In 2002, the IRS sent the taxpayers a delinquency notice (where is that 2000 tax return which you did not file?), so the taxpayers (this time both of them) signed a second Form 1040 and mailed it in.  However, the IRS knew nothing about a “bounced” return, and the taxpayers did not make mention of it when sending the second return, so the IRS considered the “second” return to be the “original” return filed quite late and imposed the Sec. 6651(a) failure-to file penalty (maximum of 25% of the tax shown on the return).

But, not to worry, the taxpayers have some strong (?) arguments.  First, they argued the substantial compliance doctrine---the original return need not be perfect in order to be valid.  However, the Court held that signing (or not signing) a tax return is a different set of circumstances from substantial completion of a return.  Furthermore, an unsigned return does not start the running of the statute of limitations.

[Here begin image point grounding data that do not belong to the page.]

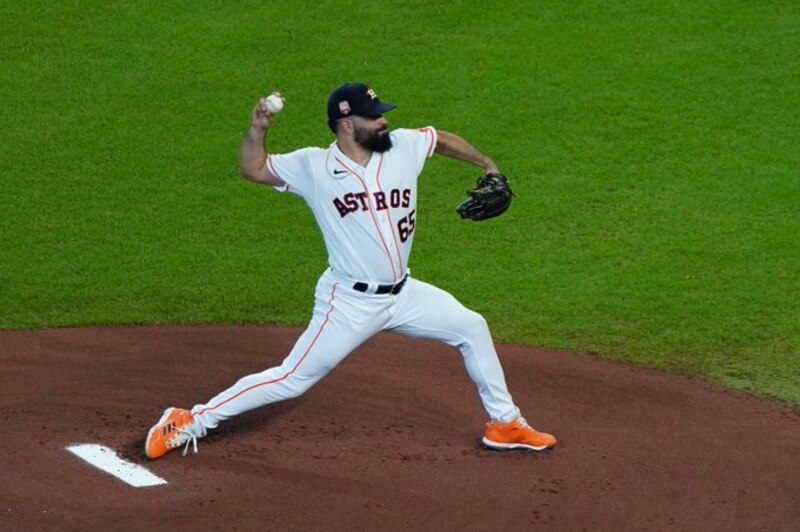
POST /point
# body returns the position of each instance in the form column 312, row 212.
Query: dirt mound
column 388, row 441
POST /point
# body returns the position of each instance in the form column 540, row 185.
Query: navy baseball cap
column 355, row 99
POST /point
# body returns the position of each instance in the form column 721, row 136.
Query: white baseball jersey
column 366, row 214
column 367, row 218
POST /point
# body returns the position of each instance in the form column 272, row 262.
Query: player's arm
column 253, row 152
column 451, row 145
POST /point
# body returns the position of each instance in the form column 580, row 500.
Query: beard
column 377, row 141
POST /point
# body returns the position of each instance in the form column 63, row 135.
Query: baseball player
column 362, row 190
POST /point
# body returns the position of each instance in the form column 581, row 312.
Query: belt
column 393, row 289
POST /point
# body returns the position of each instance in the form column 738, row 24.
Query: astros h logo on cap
column 354, row 99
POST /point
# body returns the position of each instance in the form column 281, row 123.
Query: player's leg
column 339, row 324
column 424, row 311
column 327, row 340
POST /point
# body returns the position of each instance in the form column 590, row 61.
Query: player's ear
column 347, row 125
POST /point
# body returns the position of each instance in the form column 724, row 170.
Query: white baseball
column 274, row 103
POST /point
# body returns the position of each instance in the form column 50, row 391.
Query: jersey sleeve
column 294, row 169
column 417, row 144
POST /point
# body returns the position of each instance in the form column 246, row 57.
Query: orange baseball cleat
column 173, row 430
column 516, row 435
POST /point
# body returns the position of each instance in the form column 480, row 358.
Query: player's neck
column 354, row 151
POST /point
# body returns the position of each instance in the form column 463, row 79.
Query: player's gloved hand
column 491, row 197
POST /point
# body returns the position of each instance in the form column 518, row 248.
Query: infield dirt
column 388, row 441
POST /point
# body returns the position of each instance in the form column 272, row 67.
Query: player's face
column 372, row 133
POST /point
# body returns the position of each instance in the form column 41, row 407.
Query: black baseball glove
column 491, row 197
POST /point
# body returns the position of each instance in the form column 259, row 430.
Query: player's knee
column 474, row 324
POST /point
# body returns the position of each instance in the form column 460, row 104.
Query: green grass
column 653, row 147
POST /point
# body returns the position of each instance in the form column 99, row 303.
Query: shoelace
column 191, row 439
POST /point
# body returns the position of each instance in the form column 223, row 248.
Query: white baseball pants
column 343, row 319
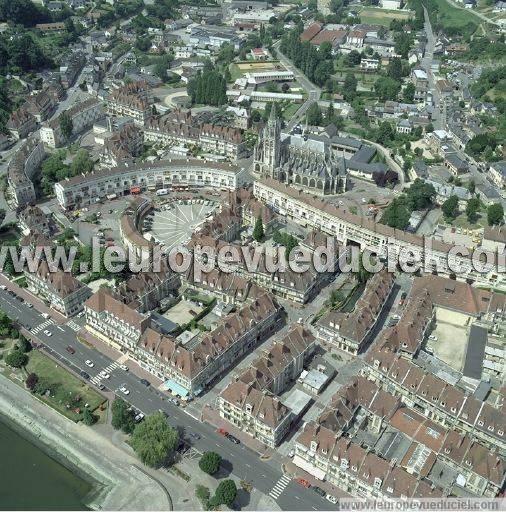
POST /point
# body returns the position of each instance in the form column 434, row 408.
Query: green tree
column 225, row 493
column 472, row 208
column 122, row 416
column 450, row 207
column 396, row 214
column 210, row 462
column 258, row 230
column 408, row 95
column 66, row 126
column 16, row 359
column 314, row 115
column 82, row 163
column 495, row 214
column 89, row 418
column 154, row 440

Again, not to worry.  The taxpayers have another argument.  In the White decision – Daniel Joseph White v. Comm., TC Summary Opinion 2002-101 (8/5/2002), Mr. White signed and submitted a joint income tax return which was not signed by Mrs. White.  The return “bounced” and the White’s resubmitted a signed return within the time period provided by the IRS for correcting the original return (a departure from what Mr. Reifler did not do).  The initial return was deemed to be timely filed and the late filing penalty was not imposed.  But, the Reiflers did not have a valid argument because they chose not to do what the Whites did---fix the problem.  The Reiflers did nothing until contacted by the IRS more than one year later.  There was no evidence that the taxpayers attempted to consult with or inquire of anyone when their tax return “bounced.”

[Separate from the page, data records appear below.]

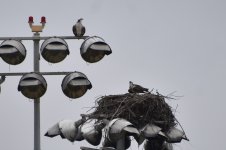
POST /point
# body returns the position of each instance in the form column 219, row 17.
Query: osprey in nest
column 78, row 29
column 134, row 88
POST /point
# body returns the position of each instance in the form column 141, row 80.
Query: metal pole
column 36, row 101
column 120, row 145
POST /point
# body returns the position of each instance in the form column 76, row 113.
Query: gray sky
column 166, row 45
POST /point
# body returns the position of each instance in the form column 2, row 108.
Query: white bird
column 118, row 127
column 78, row 29
column 134, row 88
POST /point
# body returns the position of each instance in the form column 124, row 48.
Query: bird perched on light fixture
column 134, row 88
column 78, row 29
column 68, row 129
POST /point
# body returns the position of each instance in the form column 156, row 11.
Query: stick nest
column 139, row 109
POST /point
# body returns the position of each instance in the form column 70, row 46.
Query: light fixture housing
column 32, row 85
column 94, row 48
column 54, row 50
column 12, row 52
column 75, row 85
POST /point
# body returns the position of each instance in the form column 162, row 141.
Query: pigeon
column 68, row 129
column 134, row 88
column 78, row 29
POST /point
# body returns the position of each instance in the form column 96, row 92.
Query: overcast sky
column 168, row 45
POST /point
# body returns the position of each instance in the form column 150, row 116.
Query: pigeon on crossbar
column 134, row 88
column 78, row 29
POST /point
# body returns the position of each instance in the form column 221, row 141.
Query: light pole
column 74, row 85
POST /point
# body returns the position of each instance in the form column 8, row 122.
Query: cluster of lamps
column 54, row 50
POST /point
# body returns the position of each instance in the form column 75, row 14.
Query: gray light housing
column 54, row 50
column 75, row 85
column 32, row 85
column 94, row 48
column 12, row 52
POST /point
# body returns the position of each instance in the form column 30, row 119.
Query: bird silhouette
column 78, row 29
column 134, row 88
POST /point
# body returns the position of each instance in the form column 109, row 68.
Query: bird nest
column 139, row 109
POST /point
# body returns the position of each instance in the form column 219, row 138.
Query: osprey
column 78, row 29
column 134, row 88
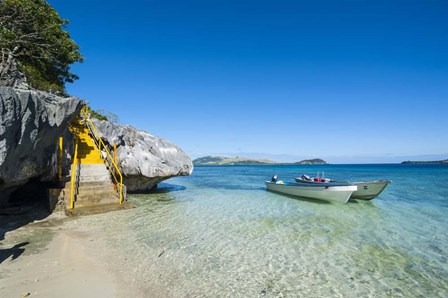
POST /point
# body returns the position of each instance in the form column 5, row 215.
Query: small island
column 445, row 161
column 227, row 161
column 315, row 161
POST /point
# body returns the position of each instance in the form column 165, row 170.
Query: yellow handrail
column 100, row 144
column 73, row 174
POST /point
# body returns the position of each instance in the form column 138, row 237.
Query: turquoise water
column 219, row 233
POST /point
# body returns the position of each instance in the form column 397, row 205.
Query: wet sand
column 61, row 266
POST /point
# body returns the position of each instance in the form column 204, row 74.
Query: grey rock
column 144, row 160
column 31, row 123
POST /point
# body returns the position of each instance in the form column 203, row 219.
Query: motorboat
column 327, row 191
column 367, row 190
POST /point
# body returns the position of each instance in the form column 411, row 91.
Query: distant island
column 315, row 161
column 426, row 162
column 226, row 161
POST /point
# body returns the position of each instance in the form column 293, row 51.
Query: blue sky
column 347, row 81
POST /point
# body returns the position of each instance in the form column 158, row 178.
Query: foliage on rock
column 32, row 35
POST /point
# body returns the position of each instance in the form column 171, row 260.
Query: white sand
column 64, row 268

In Mark A. Williams v. Comm., TC Memo 2015-198 (10/17/2015) we have some very clever tax planning.  Let’s suppose that your employer tells you that he will stop writing paychecks and deducting all of those taxes.  Instead, he will write a check for your gross pay and deposit it in a bank account for you each week.  It won’t appear on payroll (i.e. won’t be reported anywhere) and you can take the money each week tax-free and use it as you will.  (Now, why didn’t my accountant tell me about this great deal?).  Anyhow, the employee (Mrs. Williams) discussed it with her husband, and he told her not to do it, and she didn’t for two years (while other people apparently were not so fussy and enjoying their no-tax windfall).  However, the husband eventually gave in and agreed to it when the employer assured him that it was legal (free legal advice is only worth what you pay for it, didn’t he know?).  The paychecks stopped; the tax-free money commenced, and all was happiness until a few years later when the scheme imploded and the taxpayers pleaded guilty to willfully filing false tax returns which omitted Mrs. Williams’ income.

Now comes Mr. Williams asking for relief under the Innocent Spouse provision of the Code, specifically Sec. 6015(f) – Equitable Relief.  There are multiple factors set out in Rev. Proc. 2013-34 for consideration in such circumstances.  For most of them, the analysis was neutral---neither favorable nor unfavorable to Mr. Williams.  What cooked his goose, however, was the “knowledge or reason to know” test.  Why are you not surprised?  He was not an uninvolved and uninformed person.  He checked it out, if you recall.  Not only that, he signed a Form 4549 for each year (that’s the form which sets out the audit adjustments) and agreed that he was liable for a fraud penalty.  He did not dispute that he was aware of the omissions from income at the time that they occurred.

And, finally, it was shown that Mrs. Williams did not sign-up for the tax avoidance scheme until Mr. Williams said that it was OK to do so (remember he initially said no and she remained outside looking in).  So, Mr. Williams was a “contributing cause” of the income omissions on the tax returns.